Following the same line of interpretation, the Italian Supreme Court’s recent ruling specifies that, in principle, there are no reasons that exclude the transferability of the option right of the shareholder; in fact, if the regulation of the option right is intended to preserve the balance of power within the company, what matters is the will of the shareholder to give effect to that interest; if, therefore, such a will is lacking (e.g., because the shareholder does not intend to keep the shareholding held until then, or is not in a position to maintain it, as he does not have the relevant financial means), he may deprive himself/herself of his/her option right, waiving it or transferring it to a third party.

 

Attention to the provisions of the articles of association

However, this transferability does not apply tout court, since it must take into account any eventual provision of the articles of associations which, in fact, could neutralize it. In particular, the transferability of the option right may be precluded directly, in presence of a clause in the articles of associations expressly prohibiting it, or indirectly, in case of provisions excluding the free circulation of the company’s shareholdings. It would be incongruous to allow the transferability of the option right when a clause in the articles of association prevents the transfer of the shareholding.
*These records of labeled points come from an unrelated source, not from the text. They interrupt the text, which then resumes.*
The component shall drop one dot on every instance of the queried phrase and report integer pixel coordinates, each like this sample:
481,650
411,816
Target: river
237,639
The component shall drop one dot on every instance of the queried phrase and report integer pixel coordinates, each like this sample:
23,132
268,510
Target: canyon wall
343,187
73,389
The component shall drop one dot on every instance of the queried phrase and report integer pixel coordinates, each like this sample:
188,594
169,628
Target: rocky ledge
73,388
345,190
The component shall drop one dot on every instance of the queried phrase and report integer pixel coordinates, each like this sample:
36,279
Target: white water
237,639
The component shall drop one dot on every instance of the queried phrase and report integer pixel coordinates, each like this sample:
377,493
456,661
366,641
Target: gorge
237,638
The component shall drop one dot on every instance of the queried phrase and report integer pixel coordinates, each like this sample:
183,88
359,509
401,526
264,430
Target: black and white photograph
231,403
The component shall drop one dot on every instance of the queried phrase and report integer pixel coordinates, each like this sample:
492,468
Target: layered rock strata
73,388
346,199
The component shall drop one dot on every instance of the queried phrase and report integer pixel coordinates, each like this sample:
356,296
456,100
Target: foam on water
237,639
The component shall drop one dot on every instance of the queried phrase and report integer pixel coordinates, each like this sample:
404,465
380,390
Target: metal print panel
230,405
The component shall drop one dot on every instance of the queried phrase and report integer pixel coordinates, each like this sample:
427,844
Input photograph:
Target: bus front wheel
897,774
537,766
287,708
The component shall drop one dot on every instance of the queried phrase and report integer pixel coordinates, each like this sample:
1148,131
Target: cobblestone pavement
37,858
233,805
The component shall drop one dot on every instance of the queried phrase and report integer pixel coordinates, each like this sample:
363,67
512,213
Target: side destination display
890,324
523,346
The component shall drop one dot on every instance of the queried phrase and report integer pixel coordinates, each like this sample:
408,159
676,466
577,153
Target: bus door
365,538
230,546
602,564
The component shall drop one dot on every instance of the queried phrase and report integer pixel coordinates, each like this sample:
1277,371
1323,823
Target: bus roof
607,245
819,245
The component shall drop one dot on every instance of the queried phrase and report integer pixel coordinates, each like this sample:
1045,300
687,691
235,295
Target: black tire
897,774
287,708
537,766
In the presence of such a prohibition, in fact, the rules of the articles of association are clearly aimed at excluding the entry of new shareholders and the free transferability of the option right would lead to a result which the company contract intended to prohibit.

In conclusion, therefore, it can be considered that the shareholder, before the expiration of the term provided for the exercise of the option right, may freely transfer the option right to third parties who are not shareholders, provided that there are no provisions in the articles of associations that are incompatible with such transfer.